Metal cans, plastic bottles & glass:  Church-generated recyclable waste is placed in the bins in the building or outside the kitchen.  The same guidelines apply as your residential recycling:  no aluminum foil, no broken glass, plastic containers (bottles, tubs, yogurt cups, buckets) are accepted — but no plastic lids, lightweight or crinkly plastics – see below**).

Volunteer pickup:
The expanded in-house recycle program allows friends of FCC to drop off items that can’t be recycled in the home pickup system.  The marked bins for these items may be found in the back kitchen hallway.

Glass:  Church-generated glass containers clean, unbroken, and collected outside the kitchen door, are delivered to local recycling centers by volunteers.

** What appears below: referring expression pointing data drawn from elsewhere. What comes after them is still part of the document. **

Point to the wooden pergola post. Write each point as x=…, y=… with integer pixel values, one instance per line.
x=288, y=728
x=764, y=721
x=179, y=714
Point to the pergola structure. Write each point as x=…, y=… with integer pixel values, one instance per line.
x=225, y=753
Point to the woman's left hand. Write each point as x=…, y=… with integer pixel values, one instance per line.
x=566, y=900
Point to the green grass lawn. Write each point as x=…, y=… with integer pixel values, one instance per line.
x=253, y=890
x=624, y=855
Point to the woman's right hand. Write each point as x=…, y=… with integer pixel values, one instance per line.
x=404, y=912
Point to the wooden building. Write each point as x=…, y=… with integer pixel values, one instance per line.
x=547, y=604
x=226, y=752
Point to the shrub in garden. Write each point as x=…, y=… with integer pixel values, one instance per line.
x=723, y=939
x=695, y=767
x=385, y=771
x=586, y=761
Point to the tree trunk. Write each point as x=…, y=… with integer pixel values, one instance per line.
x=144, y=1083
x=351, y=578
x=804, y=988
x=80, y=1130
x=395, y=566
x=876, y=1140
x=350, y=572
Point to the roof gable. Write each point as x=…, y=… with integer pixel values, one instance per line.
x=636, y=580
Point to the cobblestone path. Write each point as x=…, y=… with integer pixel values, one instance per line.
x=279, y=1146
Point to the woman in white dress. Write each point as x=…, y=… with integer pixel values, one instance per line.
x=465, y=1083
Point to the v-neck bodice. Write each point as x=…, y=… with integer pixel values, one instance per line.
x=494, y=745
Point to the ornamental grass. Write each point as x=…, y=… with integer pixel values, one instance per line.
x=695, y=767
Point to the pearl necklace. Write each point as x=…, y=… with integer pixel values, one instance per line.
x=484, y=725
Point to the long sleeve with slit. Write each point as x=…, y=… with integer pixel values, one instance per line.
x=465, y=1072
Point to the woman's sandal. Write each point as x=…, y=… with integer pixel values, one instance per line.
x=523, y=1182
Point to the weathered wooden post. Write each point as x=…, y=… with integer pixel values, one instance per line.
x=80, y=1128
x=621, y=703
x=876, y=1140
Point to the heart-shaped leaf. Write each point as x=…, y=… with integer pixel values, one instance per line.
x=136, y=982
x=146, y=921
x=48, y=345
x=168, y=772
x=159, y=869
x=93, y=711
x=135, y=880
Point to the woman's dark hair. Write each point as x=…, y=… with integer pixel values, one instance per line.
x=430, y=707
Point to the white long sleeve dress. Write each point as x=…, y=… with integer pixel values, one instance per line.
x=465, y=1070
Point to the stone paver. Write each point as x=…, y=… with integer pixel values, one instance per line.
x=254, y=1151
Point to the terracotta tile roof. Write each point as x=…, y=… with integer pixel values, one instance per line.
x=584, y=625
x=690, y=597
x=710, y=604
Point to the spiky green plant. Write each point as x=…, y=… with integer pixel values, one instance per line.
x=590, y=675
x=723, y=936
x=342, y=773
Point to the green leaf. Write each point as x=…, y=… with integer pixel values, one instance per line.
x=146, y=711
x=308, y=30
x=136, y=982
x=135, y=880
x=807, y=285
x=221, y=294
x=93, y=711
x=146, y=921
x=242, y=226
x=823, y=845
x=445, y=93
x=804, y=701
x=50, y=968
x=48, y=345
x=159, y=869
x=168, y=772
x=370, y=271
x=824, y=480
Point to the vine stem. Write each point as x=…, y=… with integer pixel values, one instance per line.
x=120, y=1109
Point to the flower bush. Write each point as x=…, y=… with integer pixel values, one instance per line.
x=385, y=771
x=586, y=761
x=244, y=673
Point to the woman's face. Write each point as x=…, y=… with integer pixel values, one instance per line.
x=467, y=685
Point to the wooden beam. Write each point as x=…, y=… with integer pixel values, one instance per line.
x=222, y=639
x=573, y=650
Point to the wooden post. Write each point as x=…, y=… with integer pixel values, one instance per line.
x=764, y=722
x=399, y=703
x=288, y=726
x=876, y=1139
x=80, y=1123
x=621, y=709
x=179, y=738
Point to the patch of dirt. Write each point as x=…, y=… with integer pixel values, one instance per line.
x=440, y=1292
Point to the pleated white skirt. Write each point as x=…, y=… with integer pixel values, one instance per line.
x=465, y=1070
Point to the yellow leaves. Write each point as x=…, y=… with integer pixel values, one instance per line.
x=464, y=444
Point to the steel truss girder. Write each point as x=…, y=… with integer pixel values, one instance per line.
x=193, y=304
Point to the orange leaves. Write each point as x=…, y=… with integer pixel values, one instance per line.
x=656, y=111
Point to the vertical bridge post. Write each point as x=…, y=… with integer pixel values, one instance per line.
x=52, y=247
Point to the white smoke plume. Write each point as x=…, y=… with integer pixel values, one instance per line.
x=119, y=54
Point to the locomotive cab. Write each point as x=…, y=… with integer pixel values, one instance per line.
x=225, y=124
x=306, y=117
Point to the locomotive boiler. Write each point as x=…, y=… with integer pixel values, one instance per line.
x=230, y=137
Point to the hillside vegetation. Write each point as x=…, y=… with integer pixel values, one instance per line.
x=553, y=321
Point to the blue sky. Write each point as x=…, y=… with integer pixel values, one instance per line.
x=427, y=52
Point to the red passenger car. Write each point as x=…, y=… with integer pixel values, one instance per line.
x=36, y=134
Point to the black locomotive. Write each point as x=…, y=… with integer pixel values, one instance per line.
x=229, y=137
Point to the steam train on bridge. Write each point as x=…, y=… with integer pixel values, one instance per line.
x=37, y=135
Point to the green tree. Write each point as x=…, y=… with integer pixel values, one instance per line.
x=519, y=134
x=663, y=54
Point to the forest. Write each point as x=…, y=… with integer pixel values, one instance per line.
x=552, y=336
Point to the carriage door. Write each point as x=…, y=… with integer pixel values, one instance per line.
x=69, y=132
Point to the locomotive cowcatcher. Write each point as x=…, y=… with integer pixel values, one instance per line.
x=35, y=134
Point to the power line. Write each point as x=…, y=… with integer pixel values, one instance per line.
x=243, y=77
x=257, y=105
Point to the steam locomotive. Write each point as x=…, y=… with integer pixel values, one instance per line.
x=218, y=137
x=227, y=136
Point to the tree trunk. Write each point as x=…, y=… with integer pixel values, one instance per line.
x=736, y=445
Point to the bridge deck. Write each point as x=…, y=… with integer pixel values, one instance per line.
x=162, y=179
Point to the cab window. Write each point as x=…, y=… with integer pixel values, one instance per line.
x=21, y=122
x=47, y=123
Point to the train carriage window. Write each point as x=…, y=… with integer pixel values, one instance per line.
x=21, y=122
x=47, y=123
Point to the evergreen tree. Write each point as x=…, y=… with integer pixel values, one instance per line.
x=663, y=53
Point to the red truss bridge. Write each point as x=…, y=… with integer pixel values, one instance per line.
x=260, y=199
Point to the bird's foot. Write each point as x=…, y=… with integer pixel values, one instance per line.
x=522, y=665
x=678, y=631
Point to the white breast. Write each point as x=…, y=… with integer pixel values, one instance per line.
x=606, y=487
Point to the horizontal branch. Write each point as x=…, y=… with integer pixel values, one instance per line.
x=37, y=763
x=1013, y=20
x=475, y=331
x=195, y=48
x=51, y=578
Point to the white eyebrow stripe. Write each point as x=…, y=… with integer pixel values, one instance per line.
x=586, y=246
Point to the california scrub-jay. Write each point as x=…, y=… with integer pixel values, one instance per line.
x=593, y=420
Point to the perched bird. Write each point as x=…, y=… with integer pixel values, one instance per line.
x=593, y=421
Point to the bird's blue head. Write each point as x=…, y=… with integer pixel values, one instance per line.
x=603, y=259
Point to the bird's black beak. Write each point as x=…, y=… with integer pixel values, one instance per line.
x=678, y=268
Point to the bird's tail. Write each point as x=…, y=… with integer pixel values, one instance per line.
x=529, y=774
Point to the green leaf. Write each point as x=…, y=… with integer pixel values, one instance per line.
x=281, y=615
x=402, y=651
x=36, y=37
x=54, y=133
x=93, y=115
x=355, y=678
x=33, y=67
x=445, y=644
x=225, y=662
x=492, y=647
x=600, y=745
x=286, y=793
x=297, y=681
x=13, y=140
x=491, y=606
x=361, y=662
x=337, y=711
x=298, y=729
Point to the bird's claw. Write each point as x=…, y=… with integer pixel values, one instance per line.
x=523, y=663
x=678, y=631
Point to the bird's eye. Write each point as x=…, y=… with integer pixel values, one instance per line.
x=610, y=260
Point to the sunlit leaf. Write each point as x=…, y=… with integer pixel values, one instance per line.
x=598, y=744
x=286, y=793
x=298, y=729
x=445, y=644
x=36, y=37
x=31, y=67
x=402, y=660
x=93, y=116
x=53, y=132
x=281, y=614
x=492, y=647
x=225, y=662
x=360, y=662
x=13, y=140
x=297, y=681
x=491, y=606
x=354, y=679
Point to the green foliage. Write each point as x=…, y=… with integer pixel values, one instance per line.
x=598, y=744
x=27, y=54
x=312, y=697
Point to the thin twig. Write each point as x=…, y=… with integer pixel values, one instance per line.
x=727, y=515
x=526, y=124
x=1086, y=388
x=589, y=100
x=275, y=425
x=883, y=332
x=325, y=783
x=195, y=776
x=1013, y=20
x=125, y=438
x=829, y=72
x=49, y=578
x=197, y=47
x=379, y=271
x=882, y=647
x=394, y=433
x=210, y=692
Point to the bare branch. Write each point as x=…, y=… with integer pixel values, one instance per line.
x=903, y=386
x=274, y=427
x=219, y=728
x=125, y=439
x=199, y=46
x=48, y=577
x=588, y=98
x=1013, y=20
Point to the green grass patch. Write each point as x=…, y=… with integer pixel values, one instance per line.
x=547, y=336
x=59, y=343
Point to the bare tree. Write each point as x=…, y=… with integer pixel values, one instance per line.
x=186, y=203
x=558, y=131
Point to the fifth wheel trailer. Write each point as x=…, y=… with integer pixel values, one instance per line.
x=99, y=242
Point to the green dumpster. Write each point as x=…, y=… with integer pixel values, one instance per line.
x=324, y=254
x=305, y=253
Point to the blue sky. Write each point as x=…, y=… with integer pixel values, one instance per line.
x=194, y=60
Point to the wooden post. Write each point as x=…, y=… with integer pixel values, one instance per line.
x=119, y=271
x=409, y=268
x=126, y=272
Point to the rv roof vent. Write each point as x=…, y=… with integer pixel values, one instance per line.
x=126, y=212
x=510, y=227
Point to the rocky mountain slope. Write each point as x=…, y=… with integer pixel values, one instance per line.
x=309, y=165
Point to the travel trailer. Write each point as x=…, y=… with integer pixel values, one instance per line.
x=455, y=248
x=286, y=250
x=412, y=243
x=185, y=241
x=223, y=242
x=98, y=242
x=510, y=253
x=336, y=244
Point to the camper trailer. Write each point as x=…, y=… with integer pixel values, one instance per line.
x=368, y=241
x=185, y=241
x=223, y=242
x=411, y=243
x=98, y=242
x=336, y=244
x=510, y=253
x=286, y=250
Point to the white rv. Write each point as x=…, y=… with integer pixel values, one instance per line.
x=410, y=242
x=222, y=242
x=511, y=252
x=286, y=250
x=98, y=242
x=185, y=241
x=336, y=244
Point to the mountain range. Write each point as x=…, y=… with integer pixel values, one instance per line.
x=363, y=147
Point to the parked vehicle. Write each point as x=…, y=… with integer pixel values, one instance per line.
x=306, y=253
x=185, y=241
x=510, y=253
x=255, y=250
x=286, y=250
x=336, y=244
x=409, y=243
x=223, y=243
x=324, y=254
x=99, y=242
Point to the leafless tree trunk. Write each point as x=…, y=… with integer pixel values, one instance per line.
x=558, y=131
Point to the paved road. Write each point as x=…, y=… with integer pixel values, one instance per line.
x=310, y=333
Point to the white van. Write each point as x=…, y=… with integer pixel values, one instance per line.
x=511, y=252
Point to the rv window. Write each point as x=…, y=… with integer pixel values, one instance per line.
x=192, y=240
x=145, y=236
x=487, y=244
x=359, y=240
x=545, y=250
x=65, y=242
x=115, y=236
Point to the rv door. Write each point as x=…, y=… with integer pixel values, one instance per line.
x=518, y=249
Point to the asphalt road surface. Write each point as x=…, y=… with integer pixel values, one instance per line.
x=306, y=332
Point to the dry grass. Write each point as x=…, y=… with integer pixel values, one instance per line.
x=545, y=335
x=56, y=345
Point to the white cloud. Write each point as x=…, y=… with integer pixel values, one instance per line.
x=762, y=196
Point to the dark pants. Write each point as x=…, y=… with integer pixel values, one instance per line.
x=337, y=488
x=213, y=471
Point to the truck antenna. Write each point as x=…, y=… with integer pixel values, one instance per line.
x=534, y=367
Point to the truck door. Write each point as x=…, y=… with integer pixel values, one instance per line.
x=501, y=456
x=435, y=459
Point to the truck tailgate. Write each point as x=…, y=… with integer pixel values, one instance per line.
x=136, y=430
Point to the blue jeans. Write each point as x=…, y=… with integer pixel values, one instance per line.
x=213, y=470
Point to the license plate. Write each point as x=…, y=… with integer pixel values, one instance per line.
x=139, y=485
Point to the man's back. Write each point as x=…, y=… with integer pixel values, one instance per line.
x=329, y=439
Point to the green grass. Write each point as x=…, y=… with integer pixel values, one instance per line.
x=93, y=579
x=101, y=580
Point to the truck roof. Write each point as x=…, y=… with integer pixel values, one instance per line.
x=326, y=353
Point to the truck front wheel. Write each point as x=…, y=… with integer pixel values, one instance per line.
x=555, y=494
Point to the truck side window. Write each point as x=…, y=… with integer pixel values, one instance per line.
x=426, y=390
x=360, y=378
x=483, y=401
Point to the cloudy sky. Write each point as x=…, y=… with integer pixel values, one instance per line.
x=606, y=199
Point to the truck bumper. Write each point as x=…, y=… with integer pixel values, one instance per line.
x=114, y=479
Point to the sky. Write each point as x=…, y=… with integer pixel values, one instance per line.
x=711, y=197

**Non-curbside plastics:  Plastics which are not accepted by the commercial recycling company (see above**) such as lids and caps, clamshell containers, and crinkly/lightweight plastics may all be brought to FCC’s back hall bin, where volunteers then transport them to nearby recycling centers.

Batteries:  Batteries of all types may be recycled.  Batteries with any evidence of corrosion should be thrown in the trash.

*Styrofoam:  Place Styrofoam pieces large and small in the bin; making sure packing peanuts are enclosed in a recyclable bag or container.  Starting in March 2017, clean, unstained Styrofoam food containers such as cups, meat trays and take-out containers are also accepted. Make sure they are washed, with all food debris removed.

Method soap pouches:  Soft-sided Method brand refill pouches are collected to be sent back to the manufacturer for recycling.

Burned out light bulbs:
A church member transforms old light bulbs of all shapes and sizes into handpainted ornaments.
We also recycle church-generated fluorescent tubes, and spent incandescent bulbs have been replaced with CFLs (fluorescent) and LED bulbs.

Used ink & toner cartridges and discarded cell phones:
Empty printer ink/toner cartridges and old cell phones are collected for recycling.